Conflicts unfold as dynamic processes where the frequency and intensity of violence against civilians rise and fall over time. This study examines those temporal dynamics in two long-term civil wars—DR-Congo and Sudan—to identify the systematic and more random conditions that drive increases or decreases in civilian targeting and casualties.
📊 Data and Research Design
- Analysis focuses on violence, territorial changes, and actor networks in the long-running civil wars in DR-Congo and Sudan.
- Uses vector autoregression (VAR) techniques to trace month-to-month relationships among: violent events against civilians, territorial exchanges, and the number and entry of violent agents (rebels, militias, government forces).
🔎 Key Findings
- Violence by rival political actors, territorial exchange, and the number or addition of violent agents all strongly shape whether civilian targeting events and casualties increase or decrease over time.
- Three actor types—rebels, militias, and government forces—appear locked in spirals: violence against civilians by one actor tends to lead to subsequent civilian-directed violence by another actor.
- Rebels and government forces increase counterattacks on civilians in response to the other side’s acquisition of contested territory; this territorial-response effect is especially pronounced in DR-Congo.
- Growth in the number of active nonstate agents leads to higher violence rates in subsequent months.
- Of the factors examined, civilian targeting by rival actors is the single strongest trigger of follow-on violent events against civilians.

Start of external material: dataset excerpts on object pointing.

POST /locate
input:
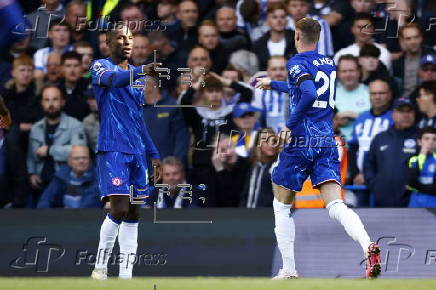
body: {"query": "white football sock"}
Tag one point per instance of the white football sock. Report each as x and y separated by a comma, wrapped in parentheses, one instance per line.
(128, 240)
(108, 235)
(350, 221)
(285, 234)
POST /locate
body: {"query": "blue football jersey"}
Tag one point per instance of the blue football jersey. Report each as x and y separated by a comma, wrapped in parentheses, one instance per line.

- Vector autoregression results reveal both general patterns and important country-level differences in these dynamics.
❗️Why It Matters
- Civilian targeting is not merely episodic or isolated: it is woven into interactive, escalating dynamics among multiple armed actors and territorial contests.
- Policies aimed at reducing civilian harm should account for spirals of reciprocal targeting, the incentive effects of territorial change, and the destabilizing role of rising numbers of nonstate violent agents.